Kala itu, Prabowo menyatakan bahwa pelemahan rupiah merupakan indikator pengelolaan ekonomi bangsa yang kurang baik. Unggahan tersebut kini kembali viral dan diperbandingkan dengan situasi ekonomi saat ini. Namun, sejumlah pengamat menilai bahwa mengaitkan pelemahan rupiah semata-mata dengan faktor internal adalah pandangan yang kurang tepat karena mengabaikan dinamika global yang kompleks.

Tekanan Ekonomi Global Jadi Pemicu Utama

Sejumlah pakar ekonomi menyebutkan bahwa pelemahan rupiah tidak terjadi secara terisolasi. Dalam beberapa tahun terakhir, mayoritas mata uang negara berkembang (emerging markets) mengalami depresiasi serupa akibat tingginya ketidakpastian global.

Beberapa faktor eksternal yang dominan meliputi ketegangan geopolitik, kebijakan suku bunga tinggi di Amerika Serikat, konflik di Timur Tengah, hingga perlambatan ekonomi dunia. Situasi ini mendorong investor global mengalihkan aset mereka ke instrumen yang dianggap lebih aman (safe haven), seperti dolar AS dan obligasi pemerintah Amerika Serikat, yang memicu arus modal keluar (capital outflow) dari Indonesia.

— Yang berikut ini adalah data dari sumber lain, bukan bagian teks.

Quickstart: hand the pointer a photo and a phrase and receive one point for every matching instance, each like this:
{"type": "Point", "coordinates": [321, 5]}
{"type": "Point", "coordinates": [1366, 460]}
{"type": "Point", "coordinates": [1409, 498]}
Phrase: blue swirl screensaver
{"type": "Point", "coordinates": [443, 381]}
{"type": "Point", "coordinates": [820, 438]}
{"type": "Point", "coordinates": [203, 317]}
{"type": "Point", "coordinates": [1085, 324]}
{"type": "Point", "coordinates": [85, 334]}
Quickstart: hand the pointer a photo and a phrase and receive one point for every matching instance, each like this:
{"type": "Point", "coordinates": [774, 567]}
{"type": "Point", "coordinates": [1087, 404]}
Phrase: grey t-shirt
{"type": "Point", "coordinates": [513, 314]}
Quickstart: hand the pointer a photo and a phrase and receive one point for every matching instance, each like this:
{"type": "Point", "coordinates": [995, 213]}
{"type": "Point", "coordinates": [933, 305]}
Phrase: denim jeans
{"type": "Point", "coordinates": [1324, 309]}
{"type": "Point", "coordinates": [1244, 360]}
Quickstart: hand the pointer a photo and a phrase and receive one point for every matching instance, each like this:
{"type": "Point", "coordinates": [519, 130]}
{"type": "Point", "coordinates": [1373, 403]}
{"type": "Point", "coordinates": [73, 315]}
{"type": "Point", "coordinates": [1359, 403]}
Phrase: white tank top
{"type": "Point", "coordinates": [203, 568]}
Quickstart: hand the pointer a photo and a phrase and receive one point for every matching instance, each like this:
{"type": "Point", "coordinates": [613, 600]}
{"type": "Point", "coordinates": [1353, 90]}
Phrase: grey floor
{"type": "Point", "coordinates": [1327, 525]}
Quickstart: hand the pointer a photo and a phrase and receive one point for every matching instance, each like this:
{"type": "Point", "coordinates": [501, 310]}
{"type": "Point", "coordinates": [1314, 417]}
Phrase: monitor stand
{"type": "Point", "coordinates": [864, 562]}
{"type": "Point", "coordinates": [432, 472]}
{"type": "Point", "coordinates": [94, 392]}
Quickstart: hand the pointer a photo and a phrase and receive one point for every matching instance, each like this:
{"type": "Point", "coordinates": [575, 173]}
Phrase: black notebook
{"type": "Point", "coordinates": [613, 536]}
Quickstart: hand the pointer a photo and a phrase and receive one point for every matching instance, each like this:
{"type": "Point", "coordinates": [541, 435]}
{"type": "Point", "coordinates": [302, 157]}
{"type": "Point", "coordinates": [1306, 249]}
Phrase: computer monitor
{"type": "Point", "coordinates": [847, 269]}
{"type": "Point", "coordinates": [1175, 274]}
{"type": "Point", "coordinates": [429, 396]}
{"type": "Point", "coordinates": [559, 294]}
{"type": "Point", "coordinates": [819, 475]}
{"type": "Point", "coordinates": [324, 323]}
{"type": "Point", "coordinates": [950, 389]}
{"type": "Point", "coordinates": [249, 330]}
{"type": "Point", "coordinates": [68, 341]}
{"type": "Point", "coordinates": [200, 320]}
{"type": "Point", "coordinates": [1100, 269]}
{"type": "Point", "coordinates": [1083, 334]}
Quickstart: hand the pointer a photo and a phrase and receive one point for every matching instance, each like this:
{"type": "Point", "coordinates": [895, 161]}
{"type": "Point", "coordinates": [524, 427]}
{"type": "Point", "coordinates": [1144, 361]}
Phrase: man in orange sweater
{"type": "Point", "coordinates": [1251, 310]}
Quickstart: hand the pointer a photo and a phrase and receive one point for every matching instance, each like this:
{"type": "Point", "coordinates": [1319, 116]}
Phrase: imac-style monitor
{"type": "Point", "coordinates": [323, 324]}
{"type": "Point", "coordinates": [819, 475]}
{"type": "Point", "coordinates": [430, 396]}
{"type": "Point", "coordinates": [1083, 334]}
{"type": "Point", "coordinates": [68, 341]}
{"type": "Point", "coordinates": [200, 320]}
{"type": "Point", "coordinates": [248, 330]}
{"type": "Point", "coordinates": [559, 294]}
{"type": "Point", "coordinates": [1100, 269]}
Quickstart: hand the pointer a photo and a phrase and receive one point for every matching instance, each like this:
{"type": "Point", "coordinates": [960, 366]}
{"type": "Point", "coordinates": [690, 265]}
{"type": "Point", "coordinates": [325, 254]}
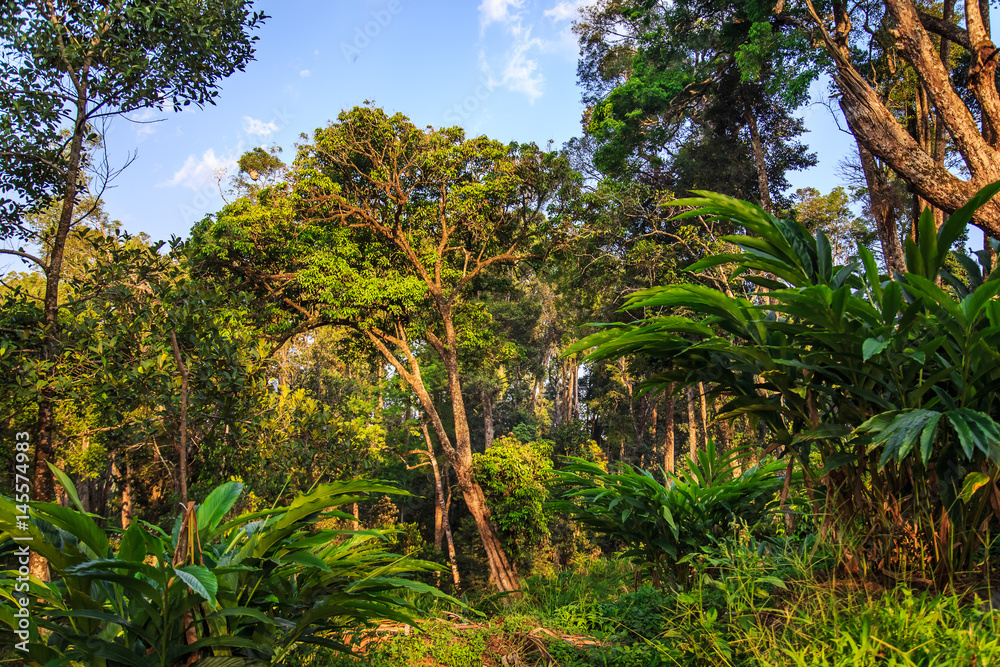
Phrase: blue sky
{"type": "Point", "coordinates": [504, 68]}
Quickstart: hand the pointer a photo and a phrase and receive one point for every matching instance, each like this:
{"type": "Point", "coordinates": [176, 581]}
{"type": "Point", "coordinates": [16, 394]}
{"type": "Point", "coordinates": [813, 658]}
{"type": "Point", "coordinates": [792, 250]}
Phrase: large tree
{"type": "Point", "coordinates": [674, 100]}
{"type": "Point", "coordinates": [66, 66]}
{"type": "Point", "coordinates": [386, 229]}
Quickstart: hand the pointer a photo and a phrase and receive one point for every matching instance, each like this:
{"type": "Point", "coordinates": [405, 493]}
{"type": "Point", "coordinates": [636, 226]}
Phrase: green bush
{"type": "Point", "coordinates": [512, 475]}
{"type": "Point", "coordinates": [247, 589]}
{"type": "Point", "coordinates": [658, 524]}
{"type": "Point", "coordinates": [892, 380]}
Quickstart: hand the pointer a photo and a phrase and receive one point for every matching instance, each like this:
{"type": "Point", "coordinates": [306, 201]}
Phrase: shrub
{"type": "Point", "coordinates": [661, 524]}
{"type": "Point", "coordinates": [246, 589]}
{"type": "Point", "coordinates": [892, 380]}
{"type": "Point", "coordinates": [511, 474]}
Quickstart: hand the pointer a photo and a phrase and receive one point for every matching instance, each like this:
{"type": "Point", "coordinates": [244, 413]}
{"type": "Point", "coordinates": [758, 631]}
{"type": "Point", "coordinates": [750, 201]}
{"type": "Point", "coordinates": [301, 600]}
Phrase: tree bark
{"type": "Point", "coordinates": [760, 160]}
{"type": "Point", "coordinates": [42, 480]}
{"type": "Point", "coordinates": [877, 129]}
{"type": "Point", "coordinates": [441, 509]}
{"type": "Point", "coordinates": [487, 399]}
{"type": "Point", "coordinates": [459, 455]}
{"type": "Point", "coordinates": [668, 430]}
{"type": "Point", "coordinates": [692, 423]}
{"type": "Point", "coordinates": [883, 208]}
{"type": "Point", "coordinates": [182, 430]}
{"type": "Point", "coordinates": [703, 414]}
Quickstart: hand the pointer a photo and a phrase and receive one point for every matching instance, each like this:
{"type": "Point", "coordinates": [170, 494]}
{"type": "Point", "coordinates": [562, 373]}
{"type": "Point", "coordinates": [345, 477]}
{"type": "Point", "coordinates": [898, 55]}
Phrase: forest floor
{"type": "Point", "coordinates": [595, 616]}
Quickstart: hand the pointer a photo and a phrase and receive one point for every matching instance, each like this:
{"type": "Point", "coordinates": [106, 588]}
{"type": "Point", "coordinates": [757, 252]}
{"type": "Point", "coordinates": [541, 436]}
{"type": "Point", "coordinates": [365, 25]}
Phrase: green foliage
{"type": "Point", "coordinates": [887, 379]}
{"type": "Point", "coordinates": [658, 524]}
{"type": "Point", "coordinates": [72, 63]}
{"type": "Point", "coordinates": [511, 474]}
{"type": "Point", "coordinates": [250, 587]}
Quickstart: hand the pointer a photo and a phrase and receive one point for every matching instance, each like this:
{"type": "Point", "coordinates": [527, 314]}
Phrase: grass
{"type": "Point", "coordinates": [748, 606]}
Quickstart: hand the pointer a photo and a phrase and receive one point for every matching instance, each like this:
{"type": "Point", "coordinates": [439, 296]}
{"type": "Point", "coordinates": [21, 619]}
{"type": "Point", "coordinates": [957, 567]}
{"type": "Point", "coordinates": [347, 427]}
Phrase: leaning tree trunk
{"type": "Point", "coordinates": [487, 399]}
{"type": "Point", "coordinates": [441, 510]}
{"type": "Point", "coordinates": [883, 208]}
{"type": "Point", "coordinates": [459, 454]}
{"type": "Point", "coordinates": [760, 161]}
{"type": "Point", "coordinates": [692, 423]}
{"type": "Point", "coordinates": [668, 430]}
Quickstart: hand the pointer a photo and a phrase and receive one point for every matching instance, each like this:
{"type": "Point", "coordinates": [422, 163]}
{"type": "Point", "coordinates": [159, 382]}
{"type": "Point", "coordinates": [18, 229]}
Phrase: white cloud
{"type": "Point", "coordinates": [258, 128]}
{"type": "Point", "coordinates": [520, 72]}
{"type": "Point", "coordinates": [498, 11]}
{"type": "Point", "coordinates": [197, 173]}
{"type": "Point", "coordinates": [145, 120]}
{"type": "Point", "coordinates": [567, 10]}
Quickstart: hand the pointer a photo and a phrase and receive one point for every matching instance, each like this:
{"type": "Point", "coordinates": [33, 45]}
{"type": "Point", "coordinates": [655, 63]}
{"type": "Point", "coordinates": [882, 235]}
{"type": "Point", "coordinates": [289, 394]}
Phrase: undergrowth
{"type": "Point", "coordinates": [750, 604]}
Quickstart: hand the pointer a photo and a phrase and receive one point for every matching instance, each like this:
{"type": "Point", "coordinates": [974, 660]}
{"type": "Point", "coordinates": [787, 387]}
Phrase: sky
{"type": "Point", "coordinates": [503, 68]}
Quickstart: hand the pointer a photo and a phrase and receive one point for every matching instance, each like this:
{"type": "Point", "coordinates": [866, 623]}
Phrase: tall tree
{"type": "Point", "coordinates": [386, 229]}
{"type": "Point", "coordinates": [67, 65]}
{"type": "Point", "coordinates": [672, 97]}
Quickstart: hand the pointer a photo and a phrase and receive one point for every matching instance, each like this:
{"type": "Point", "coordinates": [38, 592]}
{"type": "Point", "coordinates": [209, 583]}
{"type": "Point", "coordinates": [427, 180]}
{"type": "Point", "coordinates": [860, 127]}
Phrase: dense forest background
{"type": "Point", "coordinates": [419, 306]}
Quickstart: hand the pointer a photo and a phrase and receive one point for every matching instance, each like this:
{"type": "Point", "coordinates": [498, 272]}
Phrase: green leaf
{"type": "Point", "coordinates": [872, 346]}
{"type": "Point", "coordinates": [973, 482]}
{"type": "Point", "coordinates": [68, 485]}
{"type": "Point", "coordinates": [199, 579]}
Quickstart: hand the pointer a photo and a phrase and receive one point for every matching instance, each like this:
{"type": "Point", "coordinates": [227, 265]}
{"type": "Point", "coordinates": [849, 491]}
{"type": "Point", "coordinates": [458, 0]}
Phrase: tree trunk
{"type": "Point", "coordinates": [876, 127]}
{"type": "Point", "coordinates": [668, 430]}
{"type": "Point", "coordinates": [442, 527]}
{"type": "Point", "coordinates": [692, 423]}
{"type": "Point", "coordinates": [760, 160]}
{"type": "Point", "coordinates": [703, 414]}
{"type": "Point", "coordinates": [182, 430]}
{"type": "Point", "coordinates": [42, 481]}
{"type": "Point", "coordinates": [883, 209]}
{"type": "Point", "coordinates": [126, 475]}
{"type": "Point", "coordinates": [487, 399]}
{"type": "Point", "coordinates": [459, 455]}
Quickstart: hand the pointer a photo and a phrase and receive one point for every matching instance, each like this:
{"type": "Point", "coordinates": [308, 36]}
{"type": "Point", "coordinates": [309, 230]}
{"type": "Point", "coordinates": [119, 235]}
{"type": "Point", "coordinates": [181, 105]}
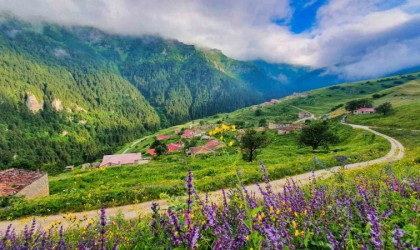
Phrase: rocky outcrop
{"type": "Point", "coordinates": [57, 105]}
{"type": "Point", "coordinates": [33, 104]}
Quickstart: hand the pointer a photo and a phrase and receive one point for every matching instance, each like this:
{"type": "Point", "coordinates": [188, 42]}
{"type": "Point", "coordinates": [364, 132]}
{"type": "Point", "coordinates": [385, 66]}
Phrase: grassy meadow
{"type": "Point", "coordinates": [83, 190]}
{"type": "Point", "coordinates": [401, 89]}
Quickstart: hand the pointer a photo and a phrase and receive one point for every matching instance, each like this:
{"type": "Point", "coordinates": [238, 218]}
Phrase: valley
{"type": "Point", "coordinates": [215, 125]}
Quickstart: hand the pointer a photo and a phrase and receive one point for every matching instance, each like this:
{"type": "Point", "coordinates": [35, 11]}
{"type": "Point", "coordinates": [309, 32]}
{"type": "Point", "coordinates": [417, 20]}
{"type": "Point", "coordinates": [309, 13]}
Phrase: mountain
{"type": "Point", "coordinates": [71, 94]}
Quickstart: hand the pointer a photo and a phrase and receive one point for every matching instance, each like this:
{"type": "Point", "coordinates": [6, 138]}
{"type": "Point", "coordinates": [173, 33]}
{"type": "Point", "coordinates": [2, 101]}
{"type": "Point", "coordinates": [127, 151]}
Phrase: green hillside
{"type": "Point", "coordinates": [91, 91]}
{"type": "Point", "coordinates": [325, 100]}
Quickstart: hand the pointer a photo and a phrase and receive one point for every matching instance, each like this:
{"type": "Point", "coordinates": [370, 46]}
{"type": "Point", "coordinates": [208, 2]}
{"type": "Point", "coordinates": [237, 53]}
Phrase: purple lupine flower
{"type": "Point", "coordinates": [397, 237]}
{"type": "Point", "coordinates": [375, 229]}
{"type": "Point", "coordinates": [195, 234]}
{"type": "Point", "coordinates": [333, 242]}
{"type": "Point", "coordinates": [102, 239]}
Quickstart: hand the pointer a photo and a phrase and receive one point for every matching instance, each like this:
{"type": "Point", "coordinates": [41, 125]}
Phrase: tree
{"type": "Point", "coordinates": [356, 104]}
{"type": "Point", "coordinates": [384, 108]}
{"type": "Point", "coordinates": [250, 143]}
{"type": "Point", "coordinates": [317, 134]}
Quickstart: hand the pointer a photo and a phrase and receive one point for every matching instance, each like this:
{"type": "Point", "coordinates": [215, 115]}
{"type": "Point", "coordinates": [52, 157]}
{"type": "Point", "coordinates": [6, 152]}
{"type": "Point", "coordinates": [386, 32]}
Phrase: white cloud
{"type": "Point", "coordinates": [348, 36]}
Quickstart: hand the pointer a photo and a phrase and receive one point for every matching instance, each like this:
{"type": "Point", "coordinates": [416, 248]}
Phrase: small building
{"type": "Point", "coordinates": [278, 125]}
{"type": "Point", "coordinates": [122, 159]}
{"type": "Point", "coordinates": [362, 111]}
{"type": "Point", "coordinates": [192, 151]}
{"type": "Point", "coordinates": [304, 114]}
{"type": "Point", "coordinates": [70, 168]}
{"type": "Point", "coordinates": [86, 166]}
{"type": "Point", "coordinates": [288, 130]}
{"type": "Point", "coordinates": [31, 184]}
{"type": "Point", "coordinates": [188, 134]}
{"type": "Point", "coordinates": [95, 164]}
{"type": "Point", "coordinates": [175, 146]}
{"type": "Point", "coordinates": [214, 145]}
{"type": "Point", "coordinates": [162, 137]}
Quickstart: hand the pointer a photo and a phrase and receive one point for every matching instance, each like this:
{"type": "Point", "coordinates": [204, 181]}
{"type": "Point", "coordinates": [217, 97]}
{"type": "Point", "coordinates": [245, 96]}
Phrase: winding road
{"type": "Point", "coordinates": [133, 211]}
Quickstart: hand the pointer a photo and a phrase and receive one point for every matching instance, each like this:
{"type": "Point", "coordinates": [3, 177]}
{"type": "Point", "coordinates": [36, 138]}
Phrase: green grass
{"type": "Point", "coordinates": [404, 117]}
{"type": "Point", "coordinates": [401, 90]}
{"type": "Point", "coordinates": [82, 190]}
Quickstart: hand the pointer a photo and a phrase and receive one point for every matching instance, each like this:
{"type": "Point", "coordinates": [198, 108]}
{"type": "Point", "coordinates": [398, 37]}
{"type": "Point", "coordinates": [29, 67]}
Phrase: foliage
{"type": "Point", "coordinates": [356, 104]}
{"type": "Point", "coordinates": [318, 134]}
{"type": "Point", "coordinates": [384, 108]}
{"type": "Point", "coordinates": [250, 143]}
{"type": "Point", "coordinates": [363, 213]}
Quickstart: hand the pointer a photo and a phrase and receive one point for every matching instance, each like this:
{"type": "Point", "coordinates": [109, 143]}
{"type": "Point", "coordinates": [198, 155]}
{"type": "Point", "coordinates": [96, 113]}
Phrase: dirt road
{"type": "Point", "coordinates": [132, 211]}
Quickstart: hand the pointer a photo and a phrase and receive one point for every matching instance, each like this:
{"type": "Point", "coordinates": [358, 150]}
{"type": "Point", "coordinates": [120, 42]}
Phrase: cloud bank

Bank Indonesia (BI) mencatat bahwa pergerakan rupiah masih relatif sejalan dengan mata uang negara berkembang lainnya. Bahkan, dalam periode tertentu, tekanan terhadap rupiah dinilai lebih terkendali dibandingkan negara-negara lain yang terdampak langsung oleh lonjakan harga energi.

Fundamental Ekonomi Nasional Masih Kuat

Pemerintah menegaskan bahwa di tengah tekanan eksternal tersebut, fundamental ekonomi Indonesia tetap berada dalam kondisi yang kokoh. Indikator ekonomi makro seperti tingkat inflasi yang terkendali, pertumbuhan ekonomi yang stabil, serta surplus neraca perdagangan yang konsisten menjadi bukti ketahanan nasional.

Selain itu, pemerintah terus memperkuat struktur ekonomi melalui program strategis, termasuk hilirisasi industri, pembangunan infrastruktur, dan percepatan swasembada pangan. Presiden Prabowo Subianto pun menyatakan optimismenya bahwa Indonesia mampu menghadapi krisis global melalui penguatan sumber daya alam dan kemandirian pangan.